That is, I have heard people object that God could not have justified the whole world at the cross because "to justify" means not only to "declare righteous" but to "make righteous." And since the whole world is clearly not righteous in an actual sense, there is no way God could have justified the whole world at the cross.
Furthermore, what benefit is there to God to declare someone to be righteous if that person is not actually righteous? Isn't it just a sham righteousness that does not fool God, whose ultimate goal is to have a people who are actually made righteous?
But such objections beg a lot of questions.
Firstly, how is a person made righteous?
Secondly, does a person's righteousness exist prior to God's declaration of righteousness, or subsequent (or even simultaneous) to it?
Thirdly, at what point in a person's righteous life is he or she at a place where God is justified in declaring him or her to be righteous?
Now, let's exercise our noggins a little bit.
To the first question, how is anything made? By God's word: "For He spoke, and it was done; He commanded, and it stood fast" (Psalm 33:9). "Then God said, 'Let there be light, and there was light" (Genesis 1:3).
To the second question: nothing exists in reality prior to God's declaration of it. With the example above, light did not exist prior to God's declaration of it. Neither does righteousness exist prior to God's declaration of it. Therefore, if I insist that God can only declare people to be righteous who are first made righteous, then I must insist that a person has made himself or herself righteous - because the means by which God makes something righteous is by speaking it into existence through His word.
Of course, the response will be that God declares people to be righteous who have faith, or that His declaration and making righteous are simultaneous.

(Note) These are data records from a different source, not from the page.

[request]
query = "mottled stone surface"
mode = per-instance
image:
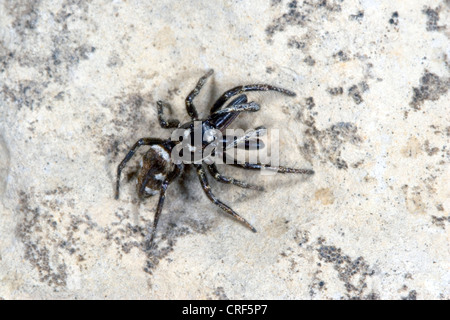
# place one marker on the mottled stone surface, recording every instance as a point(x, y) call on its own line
point(78, 85)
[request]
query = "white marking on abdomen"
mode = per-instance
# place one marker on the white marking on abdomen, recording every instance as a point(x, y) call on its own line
point(150, 191)
point(162, 152)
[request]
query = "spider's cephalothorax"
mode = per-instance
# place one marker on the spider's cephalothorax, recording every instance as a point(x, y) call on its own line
point(158, 169)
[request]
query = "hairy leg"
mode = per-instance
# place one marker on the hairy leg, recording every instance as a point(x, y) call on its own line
point(224, 179)
point(205, 185)
point(191, 110)
point(241, 89)
point(166, 124)
point(140, 142)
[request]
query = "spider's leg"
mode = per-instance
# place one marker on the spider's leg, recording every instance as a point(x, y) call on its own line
point(192, 112)
point(250, 140)
point(140, 142)
point(224, 179)
point(244, 107)
point(259, 166)
point(251, 87)
point(162, 196)
point(170, 123)
point(205, 185)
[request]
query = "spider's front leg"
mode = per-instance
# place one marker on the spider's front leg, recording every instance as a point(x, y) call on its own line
point(241, 89)
point(224, 179)
point(259, 166)
point(162, 196)
point(191, 110)
point(207, 189)
point(166, 124)
point(140, 142)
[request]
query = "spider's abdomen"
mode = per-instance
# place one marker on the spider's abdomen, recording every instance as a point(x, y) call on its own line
point(155, 167)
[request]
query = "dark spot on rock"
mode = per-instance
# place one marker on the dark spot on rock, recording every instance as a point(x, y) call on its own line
point(220, 294)
point(309, 61)
point(270, 70)
point(295, 43)
point(432, 19)
point(431, 88)
point(326, 144)
point(335, 91)
point(412, 295)
point(440, 221)
point(341, 56)
point(394, 18)
point(354, 92)
point(352, 272)
point(357, 17)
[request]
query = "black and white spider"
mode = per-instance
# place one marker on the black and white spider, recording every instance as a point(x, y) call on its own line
point(158, 169)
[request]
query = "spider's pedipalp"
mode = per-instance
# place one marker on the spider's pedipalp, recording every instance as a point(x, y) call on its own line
point(140, 142)
point(207, 189)
point(166, 124)
point(191, 110)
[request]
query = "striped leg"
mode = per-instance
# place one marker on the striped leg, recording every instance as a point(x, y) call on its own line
point(162, 197)
point(258, 166)
point(192, 112)
point(205, 185)
point(241, 89)
point(224, 179)
point(170, 123)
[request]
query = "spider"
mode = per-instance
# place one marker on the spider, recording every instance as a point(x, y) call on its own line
point(158, 170)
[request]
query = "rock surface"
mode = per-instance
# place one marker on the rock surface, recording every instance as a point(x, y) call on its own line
point(79, 83)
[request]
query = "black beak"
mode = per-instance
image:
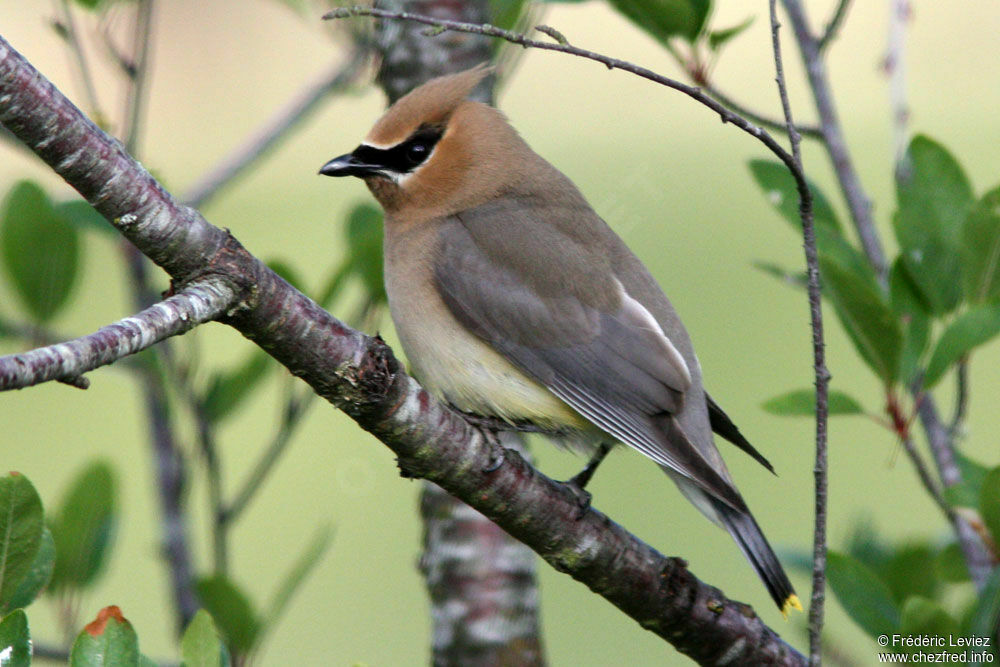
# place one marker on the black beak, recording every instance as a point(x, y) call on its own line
point(349, 165)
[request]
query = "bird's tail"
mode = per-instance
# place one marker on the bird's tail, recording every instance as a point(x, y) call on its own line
point(753, 544)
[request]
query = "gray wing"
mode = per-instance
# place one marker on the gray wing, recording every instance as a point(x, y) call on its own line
point(573, 328)
point(724, 426)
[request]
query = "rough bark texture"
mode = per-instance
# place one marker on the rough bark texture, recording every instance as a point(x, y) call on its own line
point(360, 375)
point(481, 582)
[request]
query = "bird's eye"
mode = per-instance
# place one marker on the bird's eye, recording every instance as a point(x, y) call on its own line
point(416, 153)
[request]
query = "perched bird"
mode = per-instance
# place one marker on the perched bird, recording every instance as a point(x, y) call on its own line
point(514, 301)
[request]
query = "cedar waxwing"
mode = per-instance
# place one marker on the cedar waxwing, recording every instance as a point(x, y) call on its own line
point(514, 301)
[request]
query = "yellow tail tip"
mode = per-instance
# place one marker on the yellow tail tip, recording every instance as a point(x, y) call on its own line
point(791, 602)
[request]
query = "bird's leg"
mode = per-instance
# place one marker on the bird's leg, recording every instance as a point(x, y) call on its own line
point(578, 482)
point(496, 450)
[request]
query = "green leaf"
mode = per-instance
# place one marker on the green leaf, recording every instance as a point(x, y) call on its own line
point(15, 640)
point(966, 493)
point(981, 249)
point(232, 611)
point(924, 617)
point(950, 564)
point(989, 503)
point(869, 321)
point(934, 196)
point(719, 38)
point(504, 14)
point(969, 330)
point(107, 640)
point(863, 595)
point(909, 570)
point(914, 320)
point(364, 242)
point(40, 250)
point(779, 188)
point(228, 390)
point(21, 524)
point(84, 217)
point(84, 527)
point(664, 19)
point(308, 560)
point(802, 403)
point(201, 645)
point(39, 574)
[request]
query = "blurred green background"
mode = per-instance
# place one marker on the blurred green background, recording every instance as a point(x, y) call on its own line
point(664, 172)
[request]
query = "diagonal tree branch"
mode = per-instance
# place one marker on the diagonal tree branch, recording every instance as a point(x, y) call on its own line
point(359, 375)
point(197, 303)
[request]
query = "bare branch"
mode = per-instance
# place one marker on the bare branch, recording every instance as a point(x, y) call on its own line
point(895, 69)
point(83, 68)
point(822, 375)
point(726, 114)
point(939, 439)
point(772, 124)
point(360, 375)
point(277, 129)
point(961, 398)
point(843, 164)
point(931, 485)
point(138, 74)
point(834, 26)
point(197, 303)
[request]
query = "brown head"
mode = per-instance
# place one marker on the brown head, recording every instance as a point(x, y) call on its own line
point(435, 152)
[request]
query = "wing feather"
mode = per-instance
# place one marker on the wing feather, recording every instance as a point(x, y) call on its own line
point(578, 332)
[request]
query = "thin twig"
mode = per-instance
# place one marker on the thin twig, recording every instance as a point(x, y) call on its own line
point(857, 199)
point(138, 75)
point(961, 398)
point(817, 602)
point(725, 114)
point(895, 69)
point(810, 131)
point(277, 129)
point(931, 485)
point(833, 27)
point(360, 375)
point(291, 416)
point(80, 57)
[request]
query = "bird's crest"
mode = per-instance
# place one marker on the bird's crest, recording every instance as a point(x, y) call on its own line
point(429, 104)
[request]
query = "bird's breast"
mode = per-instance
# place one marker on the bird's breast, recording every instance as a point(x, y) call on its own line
point(446, 358)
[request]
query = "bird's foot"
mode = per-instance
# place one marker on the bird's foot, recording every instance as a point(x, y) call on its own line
point(497, 450)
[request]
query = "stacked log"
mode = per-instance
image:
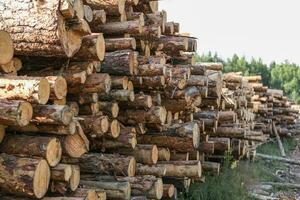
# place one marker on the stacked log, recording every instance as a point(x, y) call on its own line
point(105, 100)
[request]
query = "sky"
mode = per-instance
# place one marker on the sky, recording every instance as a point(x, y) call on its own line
point(269, 29)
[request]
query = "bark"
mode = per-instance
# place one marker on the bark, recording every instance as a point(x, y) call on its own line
point(95, 83)
point(116, 44)
point(154, 115)
point(104, 164)
point(44, 33)
point(94, 126)
point(114, 190)
point(15, 112)
point(46, 129)
point(120, 63)
point(182, 169)
point(48, 148)
point(31, 89)
point(6, 49)
point(52, 114)
point(24, 176)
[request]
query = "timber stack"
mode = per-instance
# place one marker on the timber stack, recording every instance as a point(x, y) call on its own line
point(102, 99)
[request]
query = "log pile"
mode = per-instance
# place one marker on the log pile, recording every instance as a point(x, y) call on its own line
point(104, 100)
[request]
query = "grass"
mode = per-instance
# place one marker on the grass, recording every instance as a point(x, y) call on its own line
point(234, 184)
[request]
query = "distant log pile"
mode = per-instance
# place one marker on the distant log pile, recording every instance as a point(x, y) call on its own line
point(103, 100)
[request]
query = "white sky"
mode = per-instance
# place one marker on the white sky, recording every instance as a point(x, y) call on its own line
point(269, 29)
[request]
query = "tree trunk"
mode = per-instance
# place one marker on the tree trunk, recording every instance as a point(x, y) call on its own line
point(24, 176)
point(52, 114)
point(120, 63)
point(45, 33)
point(31, 89)
point(45, 147)
point(15, 112)
point(104, 164)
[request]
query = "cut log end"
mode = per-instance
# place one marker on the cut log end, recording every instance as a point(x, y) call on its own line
point(54, 152)
point(60, 87)
point(6, 47)
point(115, 128)
point(100, 47)
point(131, 167)
point(41, 179)
point(43, 91)
point(115, 110)
point(75, 177)
point(25, 114)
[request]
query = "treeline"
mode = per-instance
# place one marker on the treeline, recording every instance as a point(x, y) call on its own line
point(285, 76)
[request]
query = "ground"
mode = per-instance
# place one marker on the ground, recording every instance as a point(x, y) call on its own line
point(246, 178)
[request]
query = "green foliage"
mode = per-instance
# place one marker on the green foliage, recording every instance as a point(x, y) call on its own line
point(284, 76)
point(234, 184)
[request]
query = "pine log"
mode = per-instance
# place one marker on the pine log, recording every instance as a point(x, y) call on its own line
point(141, 101)
point(173, 143)
point(33, 90)
point(120, 63)
point(7, 48)
point(82, 99)
point(95, 83)
point(182, 169)
point(24, 177)
point(119, 82)
point(134, 27)
point(104, 164)
point(94, 126)
point(15, 112)
point(113, 190)
point(52, 114)
point(111, 7)
point(99, 17)
point(153, 170)
point(48, 148)
point(116, 44)
point(47, 33)
point(46, 129)
point(92, 48)
point(77, 144)
point(61, 172)
point(154, 115)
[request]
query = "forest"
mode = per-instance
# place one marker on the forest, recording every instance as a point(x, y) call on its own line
point(285, 75)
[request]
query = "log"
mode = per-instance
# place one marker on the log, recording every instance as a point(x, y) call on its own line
point(61, 172)
point(46, 129)
point(95, 83)
point(94, 126)
point(48, 148)
point(52, 114)
point(24, 176)
point(15, 112)
point(46, 32)
point(133, 27)
point(118, 95)
point(154, 115)
point(113, 190)
point(120, 63)
point(111, 7)
point(7, 48)
point(77, 144)
point(116, 44)
point(104, 164)
point(82, 99)
point(92, 48)
point(109, 108)
point(182, 169)
point(33, 90)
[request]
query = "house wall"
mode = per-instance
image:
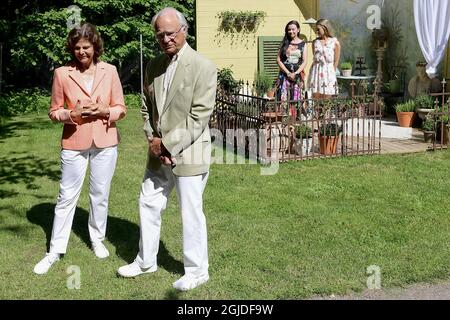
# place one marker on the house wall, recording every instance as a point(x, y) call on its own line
point(350, 22)
point(241, 53)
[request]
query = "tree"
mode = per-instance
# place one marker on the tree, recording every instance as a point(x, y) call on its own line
point(34, 33)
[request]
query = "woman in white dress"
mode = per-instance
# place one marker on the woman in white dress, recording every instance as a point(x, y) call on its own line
point(326, 50)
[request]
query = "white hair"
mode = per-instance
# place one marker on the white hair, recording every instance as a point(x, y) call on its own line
point(168, 10)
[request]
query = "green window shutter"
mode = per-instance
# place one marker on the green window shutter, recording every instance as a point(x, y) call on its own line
point(267, 55)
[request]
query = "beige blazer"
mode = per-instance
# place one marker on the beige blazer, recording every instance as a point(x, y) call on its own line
point(182, 122)
point(68, 87)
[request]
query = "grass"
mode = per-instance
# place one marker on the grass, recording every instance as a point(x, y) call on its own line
point(311, 229)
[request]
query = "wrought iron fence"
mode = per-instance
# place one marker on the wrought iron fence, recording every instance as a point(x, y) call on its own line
point(274, 130)
point(440, 117)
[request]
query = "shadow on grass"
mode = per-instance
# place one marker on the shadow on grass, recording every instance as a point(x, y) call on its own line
point(122, 234)
point(23, 168)
point(10, 128)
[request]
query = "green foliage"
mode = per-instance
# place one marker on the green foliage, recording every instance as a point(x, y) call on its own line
point(408, 106)
point(424, 101)
point(346, 65)
point(330, 129)
point(241, 21)
point(226, 80)
point(34, 36)
point(263, 82)
point(303, 131)
point(428, 124)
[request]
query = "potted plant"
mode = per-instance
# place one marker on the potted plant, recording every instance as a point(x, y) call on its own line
point(428, 128)
point(424, 105)
point(405, 113)
point(263, 84)
point(329, 137)
point(443, 127)
point(226, 81)
point(303, 140)
point(346, 68)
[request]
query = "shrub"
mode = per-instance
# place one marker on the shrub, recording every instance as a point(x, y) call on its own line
point(25, 101)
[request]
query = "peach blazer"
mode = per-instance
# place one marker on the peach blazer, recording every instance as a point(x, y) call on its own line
point(68, 87)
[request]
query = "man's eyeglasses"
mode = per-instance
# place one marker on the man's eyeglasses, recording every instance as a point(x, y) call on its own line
point(171, 35)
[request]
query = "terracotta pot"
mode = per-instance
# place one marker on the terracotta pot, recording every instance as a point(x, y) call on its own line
point(347, 73)
point(428, 136)
point(405, 119)
point(328, 144)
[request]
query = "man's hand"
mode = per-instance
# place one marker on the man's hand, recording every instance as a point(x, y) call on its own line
point(76, 113)
point(157, 149)
point(154, 147)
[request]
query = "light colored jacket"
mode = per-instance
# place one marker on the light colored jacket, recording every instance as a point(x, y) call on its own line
point(68, 87)
point(182, 123)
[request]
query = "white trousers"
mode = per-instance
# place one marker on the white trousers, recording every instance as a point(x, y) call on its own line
point(155, 191)
point(73, 170)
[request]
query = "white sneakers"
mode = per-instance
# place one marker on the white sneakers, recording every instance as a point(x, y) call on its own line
point(189, 281)
point(44, 265)
point(133, 270)
point(100, 250)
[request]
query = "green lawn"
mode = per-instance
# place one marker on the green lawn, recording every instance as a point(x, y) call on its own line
point(313, 228)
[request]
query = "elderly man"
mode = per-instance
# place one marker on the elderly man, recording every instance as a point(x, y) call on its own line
point(180, 89)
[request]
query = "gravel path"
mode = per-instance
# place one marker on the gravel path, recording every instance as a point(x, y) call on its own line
point(422, 291)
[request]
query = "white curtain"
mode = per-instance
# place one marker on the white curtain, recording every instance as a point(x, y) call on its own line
point(432, 19)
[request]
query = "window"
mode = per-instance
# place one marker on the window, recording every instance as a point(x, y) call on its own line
point(267, 53)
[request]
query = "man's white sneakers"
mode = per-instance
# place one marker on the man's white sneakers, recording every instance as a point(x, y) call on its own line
point(190, 281)
point(133, 270)
point(44, 265)
point(100, 250)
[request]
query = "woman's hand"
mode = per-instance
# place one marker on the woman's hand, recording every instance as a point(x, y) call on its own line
point(291, 76)
point(77, 113)
point(98, 109)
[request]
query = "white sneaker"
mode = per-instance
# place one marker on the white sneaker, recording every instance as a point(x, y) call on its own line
point(44, 265)
point(133, 269)
point(190, 281)
point(100, 250)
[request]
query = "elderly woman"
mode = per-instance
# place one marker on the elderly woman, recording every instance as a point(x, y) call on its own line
point(87, 97)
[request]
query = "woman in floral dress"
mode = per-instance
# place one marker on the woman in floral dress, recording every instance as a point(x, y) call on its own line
point(292, 61)
point(326, 49)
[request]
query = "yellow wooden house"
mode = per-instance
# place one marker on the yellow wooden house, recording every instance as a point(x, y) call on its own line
point(246, 54)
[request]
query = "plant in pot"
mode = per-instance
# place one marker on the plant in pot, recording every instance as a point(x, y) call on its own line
point(226, 81)
point(428, 128)
point(346, 68)
point(329, 137)
point(424, 105)
point(264, 85)
point(405, 113)
point(443, 127)
point(303, 140)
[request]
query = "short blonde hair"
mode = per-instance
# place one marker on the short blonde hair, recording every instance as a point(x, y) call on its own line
point(326, 26)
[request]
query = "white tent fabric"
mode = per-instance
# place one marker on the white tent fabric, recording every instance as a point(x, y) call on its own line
point(432, 20)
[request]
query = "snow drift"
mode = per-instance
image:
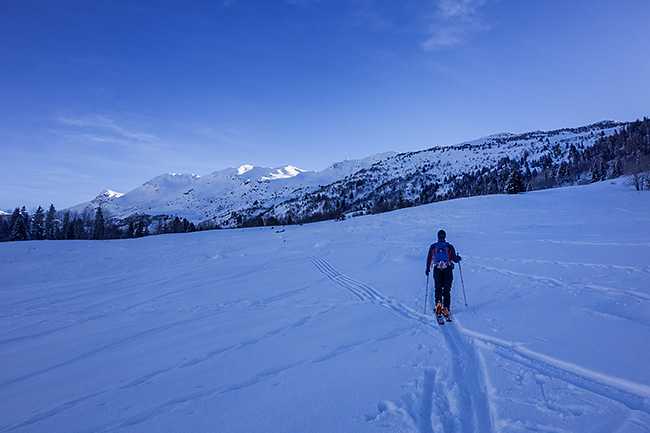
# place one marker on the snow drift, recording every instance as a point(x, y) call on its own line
point(320, 327)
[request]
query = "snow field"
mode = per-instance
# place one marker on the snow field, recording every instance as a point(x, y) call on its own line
point(320, 327)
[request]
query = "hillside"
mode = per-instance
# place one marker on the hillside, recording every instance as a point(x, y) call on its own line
point(255, 196)
point(320, 328)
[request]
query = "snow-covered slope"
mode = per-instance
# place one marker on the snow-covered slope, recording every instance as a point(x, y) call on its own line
point(216, 196)
point(319, 328)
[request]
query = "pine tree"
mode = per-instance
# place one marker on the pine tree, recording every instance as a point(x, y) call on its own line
point(5, 231)
point(38, 224)
point(19, 229)
point(515, 183)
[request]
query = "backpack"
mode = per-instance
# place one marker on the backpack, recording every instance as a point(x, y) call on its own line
point(441, 255)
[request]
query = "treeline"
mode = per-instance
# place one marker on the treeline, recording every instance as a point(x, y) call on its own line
point(54, 225)
point(625, 152)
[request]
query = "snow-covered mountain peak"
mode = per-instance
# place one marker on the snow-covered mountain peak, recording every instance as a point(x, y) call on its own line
point(110, 194)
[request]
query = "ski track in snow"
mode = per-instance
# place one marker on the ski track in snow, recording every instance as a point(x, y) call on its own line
point(465, 387)
point(548, 281)
point(635, 396)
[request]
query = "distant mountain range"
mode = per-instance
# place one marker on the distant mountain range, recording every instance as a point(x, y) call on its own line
point(250, 195)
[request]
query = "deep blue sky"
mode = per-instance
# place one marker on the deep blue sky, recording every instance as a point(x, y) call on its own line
point(108, 94)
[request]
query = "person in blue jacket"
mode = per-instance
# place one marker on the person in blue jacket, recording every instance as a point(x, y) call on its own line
point(442, 256)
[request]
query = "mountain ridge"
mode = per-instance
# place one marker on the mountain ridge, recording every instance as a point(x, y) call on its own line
point(249, 195)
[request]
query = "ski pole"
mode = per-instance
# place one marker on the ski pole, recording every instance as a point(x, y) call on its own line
point(462, 282)
point(426, 295)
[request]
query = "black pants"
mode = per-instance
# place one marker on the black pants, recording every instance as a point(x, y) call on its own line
point(442, 279)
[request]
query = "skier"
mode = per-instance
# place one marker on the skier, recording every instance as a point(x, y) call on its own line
point(442, 256)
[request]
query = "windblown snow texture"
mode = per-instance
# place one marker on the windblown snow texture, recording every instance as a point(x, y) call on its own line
point(320, 328)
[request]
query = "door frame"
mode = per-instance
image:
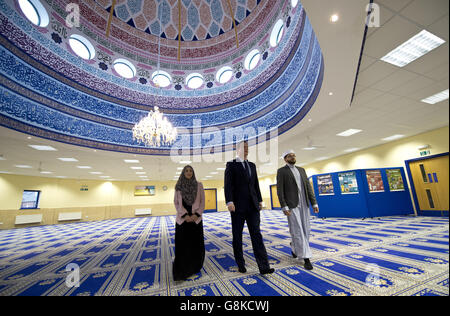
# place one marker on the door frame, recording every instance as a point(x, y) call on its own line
point(413, 189)
point(211, 210)
point(271, 198)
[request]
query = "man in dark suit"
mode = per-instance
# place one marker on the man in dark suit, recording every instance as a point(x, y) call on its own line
point(244, 201)
point(296, 195)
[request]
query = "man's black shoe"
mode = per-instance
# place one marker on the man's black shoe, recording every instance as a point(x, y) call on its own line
point(308, 265)
point(268, 271)
point(293, 254)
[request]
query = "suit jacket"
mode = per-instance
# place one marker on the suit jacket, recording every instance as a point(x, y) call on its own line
point(197, 207)
point(287, 189)
point(241, 189)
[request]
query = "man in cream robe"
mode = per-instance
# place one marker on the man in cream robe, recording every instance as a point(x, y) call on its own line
point(296, 194)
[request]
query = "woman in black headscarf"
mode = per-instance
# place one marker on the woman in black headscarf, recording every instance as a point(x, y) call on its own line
point(189, 242)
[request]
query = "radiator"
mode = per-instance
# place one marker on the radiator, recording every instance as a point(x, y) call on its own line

Very well, then. But whence comes faith? "So then faith comes by hearing, and hearing by the word of God" (Romans 10:17). Thus, it is God's word that produces faith also.
Therefore, God's word is the means by which faith is induced and sinners are made righteous. This is why God declares the whole world to be righteous; this is why He justified and forgave the whole world at the cross. Because declaring the whole world to be righteous is the only way that God can make a person righteous.
Thus, it is neither pointless nor superfluous for God to declare that sinning people are actually sinless. Neither is God lying when He does so. He is calling "those things which do not exist as though they did" (Romans 4:17). He is actually living by faith; acting on the basis of what He sees, by faith, we can become when we respond to His word. (This is why Galatians 2:16 says we are not "justified by the works of the law but by the faith of Jesus Christ.")
This is because God's word, His declarations, His decrees contain power in themselves to accomplish that which they say they will accomplish. "My word . . . shall not return to Me void, but it shall accomplish what I please" (Isaiah 55:11).
As Ellen White notes,
In every human being [Christ] discerned infinite possibilities. He saw men as they might be, transfigured by His grace - in "the beauty of the Lord our God." Psalm 90:17. Looking upon them with hope, He inspired hope. Meeting them with confidence, He inspired trust. Revealing in Himself man's true ideal, He awakened, for its attainment, both desire and faith. In His presence souls despised and fallen realized that they still were men, and they longed to prove themselves worthy of His regard. In many a heart that seemed dead to all things holy, were awakened new impulses. To many a despairing one there opened the possibility of a new life. (Education, p. 80)
The truth of the gospel is that hope begets hope, faith begets faith, confidence begets confidence, righteousness begets righteousness, and God's word begets that which it declares. Thus, God's declaration of the entire world's justification begets - if we will let Him do it for us - our being made righteous.
Of course, there is one small caveat: God never takes our free choice away. Even though God's word necessarily produces that which it declares, there is one instance in which this is not the case. God's word is infinitely powerful, but it chooses not to force man's will. Thus, though Christ does declare us all to be righteous in a grand attempt to get us to believe His perspective and respond by faith, His declaration will not force our will.
But this doesn't change the reality of Christ's perspective nor His continued attempt to convince us of that view. Indeed, when we respond to God's view, as my friend Ty Gibson says, "Faith believes facts; it doesn't make facts" (A God Named Desire, p. 147, emphasis original).
And thus is the beautiful and glorious truth of the power of God's incredible declaration of corporate justification.